With the Legislature set to wrap on August 31st, many bills have yet to clear their first committee in the second house — so, there’s still much to do in Sacramento. While a few key proposals that would increase housing production are moving forward, many are faltering. The combination of the pre-existing housing shortage, the legislature’s continued reticence to encourage more homes, and the COVID-related slowdown in home building activity is setting up the potential for a dramatic intensification of California’s housing crisis.

SB 1120 and SB 902, perhaps the most significant of the remaining housing production bills, passed Assembly Local Government this week and are headed to Assembly Appropriations soon. SB 1385, which would have allowed homes to be built on land zoned for commercial use, failed in the Assembly Local Government Committee. This bill, a part of the Pro Tem’s Housing Production Package, followed the same fate as AB 3107, a similar bill in the Speaker’s Housing Production Package.

Meanwhile, the August 31 deadline looms. Now is a critical time for making sure that housing production and tenant defense bills reach the Governor’s desk. If you would like to support California YIMBY’s bills, contact Louis Mirante at louis@cayimby.org for more information.


Housing Research and Analysis

“Local Control:” 5 Decades of Segregation

We know local land-use regulations can produce racial segregation as an outcome, but how strong is the effect? In a new paper, UC Merced scholar Jessica Trounstine finds empirical evidence that impact and intent are strongly linked when it comes to neighborhood exclusion.

Key takeaways:

  1. Areas that were majority-white in 1970 still have more stringent land-use regulations today.
  2. Strong local land-use controls maintained segregated patterns over the past five decades.
  3. Whiter neighborhoods in California tend to support more restrictive land-use regulations, even without explicit racist intent.

READ MORE →

This One Cool Trick Turns One Home Into Four … Maybe

Last month, we covered an impressive new study from UCLA showing the market potential for over 1 million new homes in California simply by allowing fourplexes as the minimum density for every residential lot statewide.

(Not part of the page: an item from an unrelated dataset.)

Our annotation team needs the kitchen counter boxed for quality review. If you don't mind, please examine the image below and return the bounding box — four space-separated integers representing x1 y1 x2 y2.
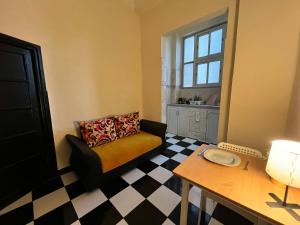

Now UC Berkeley’s Terner Center takes it a step further by analyzing SB1120, a new bill that would allow every single-family parcel in the state to be split in two and permit two dwellings each.

Key takeaways:

  1. The overall impact of the bill varies by region, but millions of parcels could be eligible for subdivision.
  2. Local design guidelines and land use restrictions could hinder the bill’s applicability.
  3. Financial feasibility is still highly uncertain for many two-unit projects and ADUs, making the development potential under the bill even more murky.